You can infer from above that if you call the GetComponent method without an object reference attached to it, GetComponent gets called on the GameObject that the script is a part of. If you want to get a script (or other component) that is part of a different GameObject, you need a variable to reference that GameObject.

Now there are several ways to get access to a GameObject, many of which are explained here: http://unity3d.com/support/documentation/ScriptReference/index.Accessing_Other_Game_Objects.html. I will go over the simplest method, using a reference that you can set up in the inspector view (part of Unity’s GUI).

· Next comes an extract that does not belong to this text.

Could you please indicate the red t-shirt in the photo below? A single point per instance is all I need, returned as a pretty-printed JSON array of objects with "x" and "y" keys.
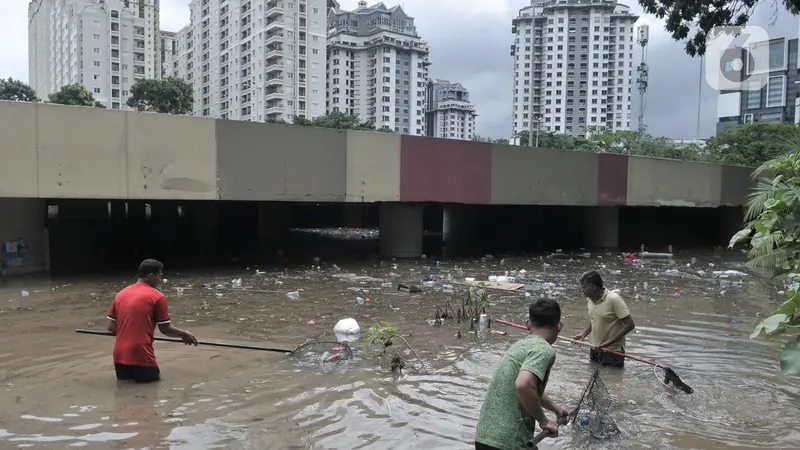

The first thing you do, is add a variable to the script you want to do the communicating with. In the case above, If Script1 and Script2 were instead part of different GameObjects, I would add this variable in Script2, since its the one that queries Script1 for its data. This variable will be a reference to the GameObject that contains Script1. Lets say that this GameObject was called player (and we could call the GameObject with Script2 ScoreKeeper). Assuming these GameObjects already exist in your Object hierarchy (lower left side in most Unity setups), in Script2, we add a variable called, say, player, like so


var player : GameObject;

...
function Update() {
 ... gather other metrics ...

Now, we need to go object hierarchy, and select our GameObject called ScoreKeeper. We will then select Script2 in the inspector panel (there should be a slot for our newly added variable added), and go back to the hierarchy panel and drag the Player GameObject on to the player variable in the Script2 component. Once we do that the link is made! Now we can go back into Script2 and change it to the following


var player : GameObject;
function Update() {
 ... gather other metrics ...
 //we want to display the points
 //now we use the player GetComponenet method on the player GameObject, rather than the current scripts GameObject
 scriptObject : Script1 = player.GetComponent(Script1);
 points = scriptObject.Points;//we can access the scripts variables just like any other objects attributes

 Display(points);//Display() is some helper function, perhaps communicating with some GUI script
 ... rest of logic ...

}
...

Now regardless of what object we call GetComponent on, we can use the resulting object to call methods, just like we use it to get public attributes. So for example, we could do


function Update(){
 otherscript : OtherScript = GetComponent(OtherScript);
 var othervalue = OtherScript.OtherMethod();
 print(othervalue);
}

Separate Functionality: Because of the ability to communicate between scripts, separating out functionality, and making different interfaces (like methods and attributes) for two scripts to interact further aids the modular development I discussed above.

AI Basics: 

Writing AI can be a very difficult but rewarding experience. Depending on how complex your game is, you may need fairly complex AI, but many times you can, at least temporarily, get by with simple AI. For example, when developing the various AIs that control various city and building properties in order to see how they interact with each other in a timely manner, I started with very basic simulation. For example, originally, simulating happiness was only  based on the amount of water resource available. Now it is a function of many different city properties! AI is a vast and complicated subject of its own, so I won’t talk much more on it until a later article.